The ambulance arrived in the bay, sirens screaming.  It backed up near the doors and the paramedics jumped out.  Cender and Riley ran over to meet them.

“This the trampled female?” Riley asked as the back doors of the ambulance burst open.

“What?”  The paramedic shook her head.  “No.  Male, hit by a bus.”

They wheeled the patient out of the back of the ambulance.

* * *

Riley didn’t know how much time had passed as she worked.  Once that first patient showed up, they just kept coming.  She saw patient after patient, face after face.  Tramplings, auto accidents, stabs, bites,
and gunshots.  One man had fallen off a building, another down an opened sewer grate.  One girl came in with her right arm completely ripped off.  She had fallen just as the subway train had arrived.  They started getting more walk-ins than paramedic rescues as people came in off the streets.  Blood, sweat, and broken bones.

And crazies.  More and more crazies just kept showing up.  Thankfully
, they weren’t as big as the giant was, and some were slow and dim-witted.  A lot of people got bitten by them before they could be restrained.  Riley thought she heard a nurse at one point saying that they were nearly out of bits and gags to jam into their mouths.  Supposedly, one of the patients in the waiting room stopped a crazy from biting another by using his sock.

One of the people who ended up under Dr. Riley Bishop’s care had a massive fever along with his life-threatening wounds.  It was off the charts; his brain should have boiled.  He flat-lined and Riley pronounced him dead.  As he was being wheeled out to make room though, he suddenly woke up and started thrashing.  He had become like one of the crazies.

They wheeled him back over for Riley to keep working on him.  He was still hooked up to the heart monitor though and he was still flat-lined.  He was one of the slower crazies and with Mason’s help, Riley was able to take a pulse.  She found none.  She used her stethoscope to listen for a heart beat or breath sounds.  She found none of those either.  Just an eerie, hollow silence.  By all accounts, the man was dead.  Riley backed away from him, breathing hard.  She had finally come to realize something.

“Dear God, he was right,” Riley muttered to herself.

“Dr. Bishop?”  Mason looked at her with concern.  “Riley, you okay?”

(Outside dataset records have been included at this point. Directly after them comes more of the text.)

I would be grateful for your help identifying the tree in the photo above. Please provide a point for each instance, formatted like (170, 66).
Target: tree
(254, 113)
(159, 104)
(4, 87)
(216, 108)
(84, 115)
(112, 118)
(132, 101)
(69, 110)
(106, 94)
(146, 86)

The man on the bed managed to sink his teeth into Mason’s hand while he was distracted.  Mason swore and shoved the man back down.  Riley ran from the room, her heart racing.  She stripped off her gloves, gown, and goggles and headed for the drug lockup.  There was chaos everywhere.  Crazies were everywhere.  Riley now knew they weren’t really crazy though.  She didn’t want to believe.  It was a hard thing to believe, but she couldn’t ignore what she saw.  What she knew.

No one noticed when Riley grabbed a box and started filling it with drugs and bandages.  Or if they did, they just thought she was restocking the trauma room.  The doctors, nurses, paramedics, and police officers were all busy handling the patients.  Some of the patients causing problems weren’t even… the others.  Riley wasn’t ready to use the word her dad had taught her.  After filling the box, she made her way toward the ambulance bay.  Outside the doors were a few ambulances, one just off-loading a patient, others waiting for the paramedics to return.  Riley climbed into the back of one of the empty ones and took stock of the supplies there.  She put down her box in the back and went to the rear doors.  She swung one of them closed and it made a hard smacking sound

“Bishop?”  Cender suddenly appeared around the side of the ambulance, in front of the remaining open rear door.

“Cender, were you bitten?”  Riley was a little frantic.  More than a little, actually.  Her body was running on a kind of autopilot while her mind played catch-up.